Flateybok would be a gift of stories for young king Olav, crafted especially for him. Not mere entertainment, the stories would give him the history of his land and the history of his own family. They would not only tell Olav about all the things that his famous namesake had done, explaining why Olav Haraldsson was Norway’s eternal king and a saint in heaven, they would also encourage young Olav to follow his example. If this idea is correct, that Flateybok was meant to be a gift for the king, then that would explain many things about the manuscript. It would explain why every chapter begins with an illuminated initial. The initial at the beginning of each saga and story illustrates some aspect of the plot. For example, the saga of Olav den Hellige begins with an initial showing Olav’s death at the Battle of Stiklestad; the story of Eindride the archer shows Eindride drawing his bow. The chapter about the last battle of King Olav Tryggvason has an initial of the king in his dragon ship, pointing to the text, where it says that Olav was not killed in the battle but escaped and spent the rest of his life as a hermit in the Holy Land. The initials for ordinary chapters are decorated with humorous faces or drawings of dogs or funny little two-legged monsters. These beautiful, detailed images would draw Olav in; of course he would want to look at every single page himself, and he would want to find out what the pictures were about. Why does this story have a little two-legged monster wearing a bishop’s hat? What does that chapter have a man wearing no clothes?
This idea about how Olav would approach the manuscript explains why there are so many stories in it. Flateybok not only contains the full saga of Olav den Hellige, it includes many short stories about Olav that are not found in Heimskringla. Some of the stories are found in other versions of Olav’s saga, but six are only found in Flateybok. In addition, the saga of Olav den Hellige is prefaced with a very long saga about Olav’s predecessor, Olav Tryggvason, and that saga is filled with many stories of its own.
This idea about how medieval people read stories also explains why there is so much commentary. If we compare the Flateybok version of the sagas of Olav Tryggvason and Olav den Hellige with earlier versions, we see that Flateybok includes many passages telling the reader why these two kings were so important and why their stories are so valuable to read. In case young Olav does not get the message, there is even a story about how Olav den Hellige meets a man who entertains him with stories about ancient kings of Norway and Denmark, and then Olav judges them and says which one was the most famous. The story demonstrates what young Olav is supposed to do with the stories of Flateybok.

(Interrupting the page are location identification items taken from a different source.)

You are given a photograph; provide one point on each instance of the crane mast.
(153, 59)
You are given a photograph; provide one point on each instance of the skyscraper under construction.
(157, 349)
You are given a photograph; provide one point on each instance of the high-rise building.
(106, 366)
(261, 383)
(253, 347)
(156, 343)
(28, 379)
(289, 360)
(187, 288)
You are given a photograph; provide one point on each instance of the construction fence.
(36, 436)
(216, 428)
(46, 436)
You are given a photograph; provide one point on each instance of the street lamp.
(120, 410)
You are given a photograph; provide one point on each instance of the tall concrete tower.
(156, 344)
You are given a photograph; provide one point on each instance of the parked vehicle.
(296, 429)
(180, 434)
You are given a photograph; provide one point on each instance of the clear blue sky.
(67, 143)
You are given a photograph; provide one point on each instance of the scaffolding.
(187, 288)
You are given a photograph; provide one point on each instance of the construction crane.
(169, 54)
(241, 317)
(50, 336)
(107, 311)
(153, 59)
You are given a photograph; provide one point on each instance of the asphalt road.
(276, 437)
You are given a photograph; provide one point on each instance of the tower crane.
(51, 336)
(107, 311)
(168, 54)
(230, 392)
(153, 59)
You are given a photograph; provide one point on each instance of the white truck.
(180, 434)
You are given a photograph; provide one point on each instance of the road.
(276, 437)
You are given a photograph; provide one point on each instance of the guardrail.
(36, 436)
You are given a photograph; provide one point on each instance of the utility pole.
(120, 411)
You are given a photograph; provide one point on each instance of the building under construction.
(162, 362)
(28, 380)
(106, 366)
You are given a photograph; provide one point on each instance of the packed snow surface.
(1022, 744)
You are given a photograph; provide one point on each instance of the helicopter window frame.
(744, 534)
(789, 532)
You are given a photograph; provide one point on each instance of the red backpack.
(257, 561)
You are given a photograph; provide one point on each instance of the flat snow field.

This brings us to the question of the ethics. What behaviour is young Olav supposed to imitate? Three things are important. The first is how a king should govern his subjects. One story shows that kings should be generous with their gold, that generosity is repaid many times over, and that Olav den Hellige was more powerful than King Knut of Denmark:
One time when King Knút was in England, two beggar boys, one Danish and one Norwegian, were travelling together. They came to where the king was attending a feast, and joining the other poor folk hoping for a hand-out, they discussed whether Olav Haraldsson or King Knút was the more famous. The Norwegian boy said that Olav was; the Danish boy said that Knút was. A quarrel ensued, and it got so loud that the king heard it. He called both boys to him, inquired as to their reasons, and sent them off again. At the end of the feast each boy was given a roasted hen. They decided to part company, and the Danish boy selfishly asked to exchange hens with his companion, for the Norwegian boy’s bird looked fatter than his. The other generously agreed, and so they went their separate ways. When the Norwegian boy started eating later, he discovered that the skinny hen was full of gold pennies. The narrator concludes: ‘Now everyone can know for a fact that he received all that by the holiness of King Olav of Norway’. Even though Knut meant to reward the Danish boy, Olav saw to it that the reward went to the Norwegian.

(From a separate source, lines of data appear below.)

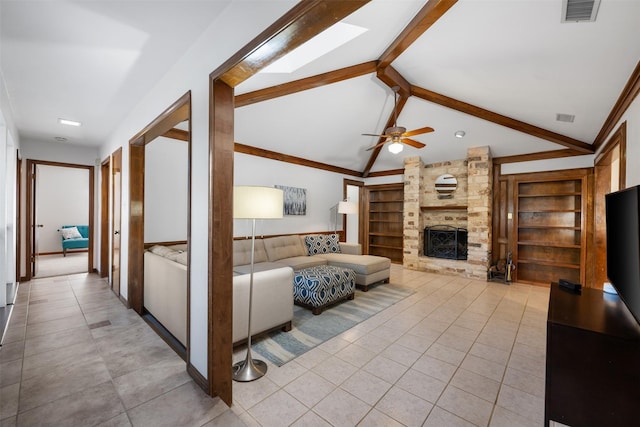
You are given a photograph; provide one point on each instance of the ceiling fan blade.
(376, 134)
(418, 131)
(413, 143)
(376, 146)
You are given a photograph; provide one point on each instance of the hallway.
(75, 356)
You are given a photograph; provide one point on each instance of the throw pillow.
(70, 233)
(322, 244)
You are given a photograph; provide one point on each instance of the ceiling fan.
(398, 135)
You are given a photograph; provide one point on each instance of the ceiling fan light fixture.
(395, 147)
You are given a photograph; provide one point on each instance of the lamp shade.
(395, 147)
(251, 202)
(347, 208)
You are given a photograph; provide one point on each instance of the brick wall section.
(480, 167)
(474, 176)
(413, 168)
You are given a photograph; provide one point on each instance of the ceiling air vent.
(579, 10)
(569, 118)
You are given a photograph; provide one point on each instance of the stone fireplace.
(468, 207)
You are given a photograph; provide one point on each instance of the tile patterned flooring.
(457, 352)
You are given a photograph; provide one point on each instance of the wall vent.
(579, 10)
(569, 118)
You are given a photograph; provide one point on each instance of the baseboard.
(197, 377)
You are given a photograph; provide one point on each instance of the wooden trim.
(29, 230)
(402, 100)
(300, 24)
(19, 171)
(425, 18)
(361, 207)
(390, 172)
(197, 377)
(273, 155)
(105, 178)
(179, 134)
(305, 84)
(501, 120)
(147, 245)
(628, 95)
(220, 274)
(545, 155)
(177, 112)
(304, 21)
(31, 165)
(618, 138)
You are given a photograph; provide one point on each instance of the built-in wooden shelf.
(549, 244)
(444, 208)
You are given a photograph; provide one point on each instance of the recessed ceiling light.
(69, 122)
(328, 40)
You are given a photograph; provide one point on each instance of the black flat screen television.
(623, 246)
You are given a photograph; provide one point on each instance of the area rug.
(309, 331)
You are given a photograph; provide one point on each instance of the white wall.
(62, 198)
(324, 190)
(56, 152)
(243, 20)
(166, 190)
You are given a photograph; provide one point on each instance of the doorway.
(60, 197)
(610, 176)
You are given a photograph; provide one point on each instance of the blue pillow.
(322, 244)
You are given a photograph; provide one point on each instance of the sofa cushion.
(242, 252)
(322, 244)
(305, 261)
(283, 247)
(361, 264)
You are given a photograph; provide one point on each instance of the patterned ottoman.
(323, 285)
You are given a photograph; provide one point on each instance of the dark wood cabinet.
(385, 221)
(593, 360)
(550, 228)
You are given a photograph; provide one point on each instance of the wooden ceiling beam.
(303, 22)
(273, 155)
(628, 95)
(426, 17)
(306, 83)
(402, 100)
(544, 155)
(499, 119)
(391, 77)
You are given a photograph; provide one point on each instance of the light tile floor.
(457, 352)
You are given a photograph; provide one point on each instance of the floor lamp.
(254, 203)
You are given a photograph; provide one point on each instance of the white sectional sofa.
(165, 295)
(304, 251)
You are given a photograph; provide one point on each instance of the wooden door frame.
(19, 171)
(105, 179)
(116, 154)
(158, 127)
(31, 164)
(346, 182)
(598, 252)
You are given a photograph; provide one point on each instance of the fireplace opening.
(445, 241)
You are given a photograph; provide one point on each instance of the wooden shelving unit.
(384, 223)
(550, 230)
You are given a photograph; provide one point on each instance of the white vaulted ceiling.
(510, 57)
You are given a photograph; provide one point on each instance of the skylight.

Another story specifically addresses the question of royal generosity with respect to the Icelanders. The introduction to the story of two Icelandic warriors who become devoted to Olav den Hellige, says ‘the holy king, Olav Haraldsson, not only loved his subjects in Norway but equally those who lived in Iceland. He gave to each of his Icelandic retainers worldly honours as he thought appropriate. He gave some gifts of money; to some he gave titles.’ Evidently Jon Håkonsson hoped that this story would show young Olav that Icelanders were loyal subjects eager to serve their king and that the praiseworthy behaviour was to love them and reward them!
But Flateybok is not all about rewards. The story of Hroi the Foolish tells of a Danish trader who runs into trouble in Sweden but who is able to gain justice from the king’s court. Here the lesson for young Olav is to uphold the law, keep honest men around him, and deal firmly with wrong-doers, even if they are his own advisors. Generosity and justice even to foreigners are thus some of the behaviours that Flateybok encourages young Olav to imitate.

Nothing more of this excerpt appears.